Swarthmore FLI Council

Hey You,

I’m happy to see you made it here; I hope this finds you well. My name is Gaven Green-Perez ’24 and I have served on FLI Council since my freshman year at Swarthmore College in 2019. It has been a long journey. If you are anything like me, Swarthmore College was not made for us and many of the people there are not like us. I spent five years trying to understand that and I am not sure I ever really did. I always expected orange juice from the water fountain.

In the end, it doesn’t matter. Swarthmore College does not matter. The people do. Maybe not all of the people admittedly, but our community matters. Our friends matter. Our mentors, parents, staff, and even our acquaintances all matter. Remember that, because if you want to change Swarthmore College for the better you’re going to need them.

Now, I hope you’ll take the time to consider all of this carefully. My wish is that you will use any or all of it to build broad coalitions and make the changes to Swarthmore College that I never could. We can no longer afford to not center intersectionality, cooperation, and compassion.

Good luck,
Gaven

3D satellite photo from Google Earth of Swarthmore College's Parrish Hall and surroundings. Above Parrish Hall are the icons from Kendrick Lamar's "Not Like Us" single cover, changed to blue and white to represent the complicity of the Swarthmore College administration in Israel's bombing of Palestine.

To the First-generation, Low Income Swarthmore College Class of 2024:

It is impossible to write a funny, thought-provoking, highly entertaining final send off. So, I didn’t. I wrote whatever this ends up being. I know that I am not even a true class of 2024, but I want to start by saying thank you, first and foremost, for existing on this campus, often being my one source of sanity, and recognizing the value of a community like ours. While I did not share with y’all one of the toughest freshman years a class could face, we were all thrown ‘unprecedented’ challenge after unprecedented challenge and stay standing today.

The truth is that even if we weren’t in the unprecedented eras of unprecedented eras, Swarthmore College was not made for us and throughout its long history has not been reformed for us either. Therefore, I hope you can trust that our struggle is not only united, but also makes up the composition of the universal FLI, ivory tower student struggle. In this time I am drawn to quote James Baldwin, as usual:

“Everybody’s hurt. What is important, what corrals you, what bull-whips you, what drives you, torments you, is that you must find some way of using this to connect you with everyone else alive. This is all you have to do it with. You must understand that your pain is trivial except in so far as you can use it to connect with other people’s pain; and in so far as you can do that with your pain, you can be released from it, and then hopefully it works the other way around too; in so far as I can tell you what it is to suffer, perhaps I can help you to suffer less.”

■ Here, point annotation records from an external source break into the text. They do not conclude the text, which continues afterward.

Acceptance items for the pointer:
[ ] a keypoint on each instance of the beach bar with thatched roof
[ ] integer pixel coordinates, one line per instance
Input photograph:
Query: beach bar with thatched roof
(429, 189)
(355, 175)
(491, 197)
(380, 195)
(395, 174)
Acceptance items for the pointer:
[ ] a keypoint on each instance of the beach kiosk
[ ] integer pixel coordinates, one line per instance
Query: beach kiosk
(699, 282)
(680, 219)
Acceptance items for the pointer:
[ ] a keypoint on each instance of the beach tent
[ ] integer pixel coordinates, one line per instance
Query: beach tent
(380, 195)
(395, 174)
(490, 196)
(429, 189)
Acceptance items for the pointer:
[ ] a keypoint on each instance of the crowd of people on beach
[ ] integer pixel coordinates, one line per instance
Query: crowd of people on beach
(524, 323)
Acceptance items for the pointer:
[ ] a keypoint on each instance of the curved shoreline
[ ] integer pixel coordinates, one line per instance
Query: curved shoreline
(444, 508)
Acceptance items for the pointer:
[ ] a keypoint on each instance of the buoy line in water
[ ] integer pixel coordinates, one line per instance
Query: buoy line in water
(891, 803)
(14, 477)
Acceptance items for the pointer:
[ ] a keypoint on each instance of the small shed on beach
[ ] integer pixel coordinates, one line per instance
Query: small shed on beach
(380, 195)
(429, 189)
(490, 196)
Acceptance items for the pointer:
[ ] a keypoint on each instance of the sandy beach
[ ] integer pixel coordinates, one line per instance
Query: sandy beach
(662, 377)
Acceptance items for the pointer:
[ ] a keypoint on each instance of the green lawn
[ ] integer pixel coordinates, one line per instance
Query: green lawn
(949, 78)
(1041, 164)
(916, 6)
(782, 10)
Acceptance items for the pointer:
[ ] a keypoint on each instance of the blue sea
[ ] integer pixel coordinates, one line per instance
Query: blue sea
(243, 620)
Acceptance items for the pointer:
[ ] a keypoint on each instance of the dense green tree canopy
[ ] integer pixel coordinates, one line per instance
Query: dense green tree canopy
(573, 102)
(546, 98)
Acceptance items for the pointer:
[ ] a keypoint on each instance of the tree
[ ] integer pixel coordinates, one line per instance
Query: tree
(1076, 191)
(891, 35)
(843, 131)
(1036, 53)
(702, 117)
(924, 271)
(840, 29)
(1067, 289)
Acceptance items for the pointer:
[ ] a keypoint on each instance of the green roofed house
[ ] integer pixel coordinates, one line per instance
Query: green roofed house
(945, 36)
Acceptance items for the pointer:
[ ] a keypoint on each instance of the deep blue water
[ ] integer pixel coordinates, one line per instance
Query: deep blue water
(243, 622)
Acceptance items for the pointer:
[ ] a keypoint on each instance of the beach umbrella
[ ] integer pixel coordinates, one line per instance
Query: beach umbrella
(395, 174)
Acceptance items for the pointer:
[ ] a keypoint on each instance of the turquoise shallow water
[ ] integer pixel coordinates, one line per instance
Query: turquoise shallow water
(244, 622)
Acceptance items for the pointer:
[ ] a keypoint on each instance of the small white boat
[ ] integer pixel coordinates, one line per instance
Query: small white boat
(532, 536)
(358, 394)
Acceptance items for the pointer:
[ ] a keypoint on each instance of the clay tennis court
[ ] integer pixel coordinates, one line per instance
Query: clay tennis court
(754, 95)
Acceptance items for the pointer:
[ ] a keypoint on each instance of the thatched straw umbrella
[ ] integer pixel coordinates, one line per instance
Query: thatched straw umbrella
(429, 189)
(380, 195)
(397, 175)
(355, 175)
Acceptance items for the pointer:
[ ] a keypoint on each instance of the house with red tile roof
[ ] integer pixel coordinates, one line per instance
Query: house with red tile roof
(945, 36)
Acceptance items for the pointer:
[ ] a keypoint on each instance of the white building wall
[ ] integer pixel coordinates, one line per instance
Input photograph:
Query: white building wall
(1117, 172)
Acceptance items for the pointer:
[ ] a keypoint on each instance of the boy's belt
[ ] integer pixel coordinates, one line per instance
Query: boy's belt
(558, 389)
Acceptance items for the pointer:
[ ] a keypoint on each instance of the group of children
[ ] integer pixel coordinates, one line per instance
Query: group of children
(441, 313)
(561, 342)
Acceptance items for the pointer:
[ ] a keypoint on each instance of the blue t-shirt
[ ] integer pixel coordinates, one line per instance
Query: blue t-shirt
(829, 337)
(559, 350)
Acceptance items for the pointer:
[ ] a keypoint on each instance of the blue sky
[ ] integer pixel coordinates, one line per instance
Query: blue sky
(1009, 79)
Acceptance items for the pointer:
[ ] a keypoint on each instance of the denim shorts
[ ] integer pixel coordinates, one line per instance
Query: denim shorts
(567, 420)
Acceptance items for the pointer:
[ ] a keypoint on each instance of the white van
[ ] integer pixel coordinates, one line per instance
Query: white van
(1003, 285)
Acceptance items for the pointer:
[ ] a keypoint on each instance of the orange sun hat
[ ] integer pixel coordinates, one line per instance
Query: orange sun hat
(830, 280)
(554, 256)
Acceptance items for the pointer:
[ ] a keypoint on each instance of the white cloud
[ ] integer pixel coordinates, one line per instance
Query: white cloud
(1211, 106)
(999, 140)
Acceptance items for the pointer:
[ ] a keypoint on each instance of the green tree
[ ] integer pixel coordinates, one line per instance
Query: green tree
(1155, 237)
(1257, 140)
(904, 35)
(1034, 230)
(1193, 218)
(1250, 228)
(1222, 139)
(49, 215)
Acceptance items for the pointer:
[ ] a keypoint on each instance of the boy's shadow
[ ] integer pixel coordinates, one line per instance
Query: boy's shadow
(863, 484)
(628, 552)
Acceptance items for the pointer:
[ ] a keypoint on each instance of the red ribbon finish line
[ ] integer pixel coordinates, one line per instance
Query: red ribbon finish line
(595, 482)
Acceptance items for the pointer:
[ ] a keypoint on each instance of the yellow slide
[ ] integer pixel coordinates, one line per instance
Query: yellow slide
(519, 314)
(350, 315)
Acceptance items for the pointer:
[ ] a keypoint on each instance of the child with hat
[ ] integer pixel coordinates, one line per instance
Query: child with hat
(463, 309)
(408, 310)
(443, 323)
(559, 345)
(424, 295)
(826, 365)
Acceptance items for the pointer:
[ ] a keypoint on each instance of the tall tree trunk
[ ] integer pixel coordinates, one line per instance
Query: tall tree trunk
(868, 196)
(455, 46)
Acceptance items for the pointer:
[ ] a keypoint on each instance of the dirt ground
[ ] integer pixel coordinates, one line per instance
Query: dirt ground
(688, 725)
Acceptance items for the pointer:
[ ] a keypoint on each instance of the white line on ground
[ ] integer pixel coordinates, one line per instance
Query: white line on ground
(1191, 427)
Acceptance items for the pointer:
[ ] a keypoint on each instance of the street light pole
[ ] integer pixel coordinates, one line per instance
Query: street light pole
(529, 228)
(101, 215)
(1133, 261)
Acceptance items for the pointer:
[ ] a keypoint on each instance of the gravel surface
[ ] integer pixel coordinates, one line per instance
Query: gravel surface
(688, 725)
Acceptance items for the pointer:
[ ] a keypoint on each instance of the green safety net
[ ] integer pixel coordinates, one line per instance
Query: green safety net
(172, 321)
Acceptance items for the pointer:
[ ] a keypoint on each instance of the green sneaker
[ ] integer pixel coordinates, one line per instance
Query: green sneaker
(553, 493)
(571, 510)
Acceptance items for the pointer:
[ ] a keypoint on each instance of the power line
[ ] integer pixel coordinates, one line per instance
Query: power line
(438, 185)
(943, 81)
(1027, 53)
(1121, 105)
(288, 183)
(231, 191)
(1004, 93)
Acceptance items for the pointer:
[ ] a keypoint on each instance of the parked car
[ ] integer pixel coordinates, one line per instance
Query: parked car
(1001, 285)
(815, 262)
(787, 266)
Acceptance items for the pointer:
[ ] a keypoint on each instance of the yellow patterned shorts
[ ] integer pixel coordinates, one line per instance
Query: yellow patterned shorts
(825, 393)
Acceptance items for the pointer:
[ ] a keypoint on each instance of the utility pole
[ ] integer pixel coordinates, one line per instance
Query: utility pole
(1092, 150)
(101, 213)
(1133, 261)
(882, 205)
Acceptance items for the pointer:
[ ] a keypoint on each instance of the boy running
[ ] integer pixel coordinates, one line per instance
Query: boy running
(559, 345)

We are not the first FLI cohort to survive this institution and we will not be the last. BUT, we survived. Many of us are the first in our families to receive a degree, many of us never existed in a place of privilege equivalent to Swarthmore College and here we are all the same: graduating. I have never felt more at home or honored than when I have served my FLI community. We should be thankful and feel privileged to be able to say “we made it” and “goodbye” because so many never get to say it to those that matter the most. Therefore, and finally, I will wrap up my speech by saying “goodbye to the First-generation, low income Swarthmore College class of 2024. WE MADE IT!”